Why would a country that has erased Blackness from its national history suddenly begin to enact laws and policies targeting Afrodescendants, and what factors impact the approach that such a state takes to institutionalize Afrodescendant subjecthood? Which actors influence debates about how to legally define and delimit Afro-descent in countries where an Afrodescendant category did not exist previously? And what are the stakes of these state definitions for those who are seeking legal recognition as Afrodescendants for the first-time? In this dissertation, I focus on different sets of interactions and relationships to explain why Argentina and Chile – two states that stand out in Latin America for being particularly successful in establishing themselves as White enclaves – have taken different approaches when legally defining and delimiting Afro-descent.
The scope of the legislation and policies targeting Afrodescendants varies greatly between these two countries. While Argentine law has stressed the importance of ancestry and a broad notion of Afrodescendant culture, institutionalizing different types of Afrodescendant subjecthood, Chilean legislation has defined Afro-descent in relation to a particular history, culture, and identity connected to a long-standing presence in the national territory. Each of the empirical chapters of this dissertation contribute to explaining why Afro-descent has been institutionalized differently in Argentina and Chile by focusing on the interactions between distinct sets of actors that have participated in debates around how to recognize Afrodescendants.
My findings draw on research conducted over the course of four years, which included participant observation, archival data analysis, and 105 in-depth interviews with Afrodescendant activists, scholars, NGO representatives, international and multilateral organization agents, and state officials working at different levels of the Argentine and Chilean governments. From a processual perspective, I examine how the interaction between different sets of actors contributed to the formation of a political field – in dispute – around the recognition of Afrodescendant people. I analyze how, in a context of the international rise of multicultural norms and local ethno-racial revitalization, classification struggles over the meanings and boundaries of Afro-descent have evolved in each country. I particularly focus on the stakes and impacts of these political struggles for delimiting who is included or excluded as a subject of rights.

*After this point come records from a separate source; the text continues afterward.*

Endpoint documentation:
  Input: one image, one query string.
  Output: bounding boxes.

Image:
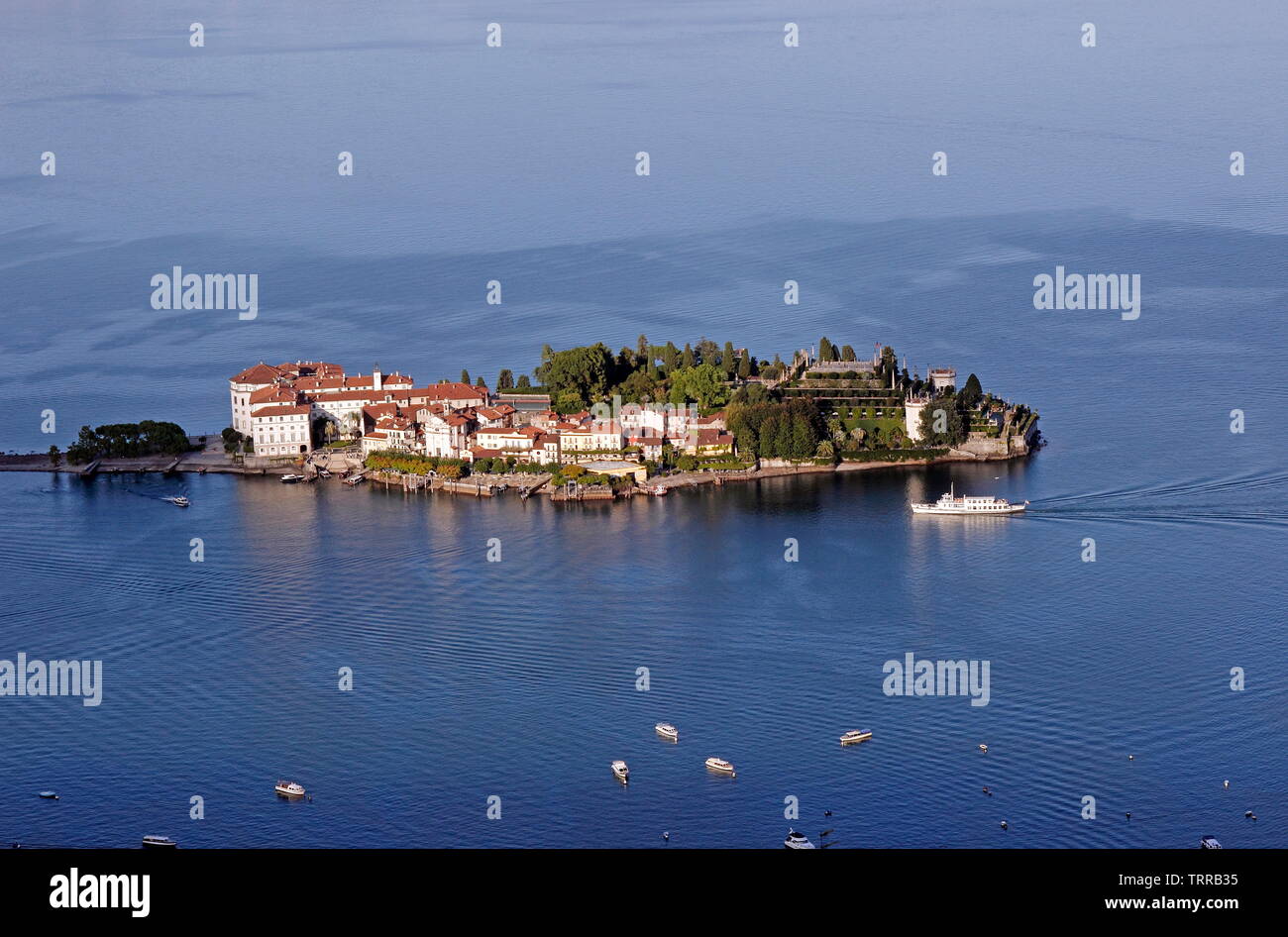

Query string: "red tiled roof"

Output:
[252,404,313,420]
[228,362,284,383]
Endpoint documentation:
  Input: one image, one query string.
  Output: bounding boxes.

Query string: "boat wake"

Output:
[1027,472,1288,528]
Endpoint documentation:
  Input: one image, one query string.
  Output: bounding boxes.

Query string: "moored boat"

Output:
[912,485,1029,516]
[783,830,818,850]
[707,758,738,778]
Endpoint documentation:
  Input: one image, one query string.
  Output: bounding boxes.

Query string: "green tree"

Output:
[551,387,587,413]
[918,395,966,447]
[669,364,729,409]
[791,414,818,460]
[542,343,613,401]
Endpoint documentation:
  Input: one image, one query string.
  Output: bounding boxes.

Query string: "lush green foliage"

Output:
[67,420,192,464]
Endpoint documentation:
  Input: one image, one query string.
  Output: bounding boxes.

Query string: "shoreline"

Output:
[0,448,1037,500]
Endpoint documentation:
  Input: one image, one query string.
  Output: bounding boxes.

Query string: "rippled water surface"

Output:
[0,1,1288,848]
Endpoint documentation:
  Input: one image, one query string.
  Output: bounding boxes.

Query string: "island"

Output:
[0,335,1040,500]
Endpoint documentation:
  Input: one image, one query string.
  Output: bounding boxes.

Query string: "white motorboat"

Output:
[707,758,738,778]
[841,728,872,745]
[783,830,818,850]
[273,781,304,796]
[912,485,1029,517]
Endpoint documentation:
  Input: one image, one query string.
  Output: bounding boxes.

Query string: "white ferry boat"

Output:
[783,830,818,850]
[273,781,304,796]
[707,758,738,778]
[912,485,1029,516]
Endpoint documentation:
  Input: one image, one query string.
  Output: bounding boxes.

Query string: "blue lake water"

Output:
[0,3,1288,847]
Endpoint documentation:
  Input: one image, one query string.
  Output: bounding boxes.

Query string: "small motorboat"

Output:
[783,830,818,850]
[707,758,738,778]
[273,781,304,796]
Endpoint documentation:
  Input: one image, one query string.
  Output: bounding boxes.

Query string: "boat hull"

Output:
[912,504,1025,517]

I identify five factors that together explain divergences between how Afro-Argentine and Afro-Chilean activists have framed Afro-descent and how the Argentine and Chilean states have responded to their claims and institutionalized Afrodescendant subjecthood: 1. Local activists’ access to and mobilization of transnational networks and international resources that can provide leverage in their negotiations with state officials; 2. Governments’ responses to the international commitments they make at intergovernmental forums and ratify through international conventions regarding the adoption of human rights and multicultural norms; 3. Afrodescendant movements’ location in relation to national geographies of power and the social relationships they therefore develop that impact how they draw boundaries of belonging; 4. Countries’ territorial organization of political power and the constraints and opportunities that different political systems afford for activists to access state officials and public institutions to promote ethno-racial reform; and 5. The role played by immigration in debates within Afrodescendant movements and between activists and state officials around who should be legally recognized as Afrodescendant. Overall, my research reveals how and why different definitions of Afro-descent are legally institutionalized, and how these definitions shape the type, impact, and intended beneficiaries of public policies.
My research has several implications for sociological understandings of how social categories get institutionalized. First, it reveals the central role played by activists in classification struggles around the definition, delimitation, and institutionalization of social categories. It shows how activists delimit boundaries of belonging contextually and strategically, depending on who they interact with and what claims they seek to make. Second, it reaffirms the persistence of the nation-state as the main source of symbolic authority to institutionalize these categories, both by legally defining who gets particular resources and by shaping how society at large perceives and classifies the world and each other. The research demonstrates, however, that the state’s symbolic power is not absolute and that there are ongoing struggles to impose new categories both within the state and by civil society actors. Finally, the research shows that the stakes of how social categories are legally defined and delimited are high for those struggling to be recognized, as the institutionalization of social categories reifies distinctions between groups by assigning opportunities and resources to some over others. At the same time, it reveals how hard it is for state policies to disrupt the racial/social hierarchies that activists pushing for them are trying to dispute and dismantle.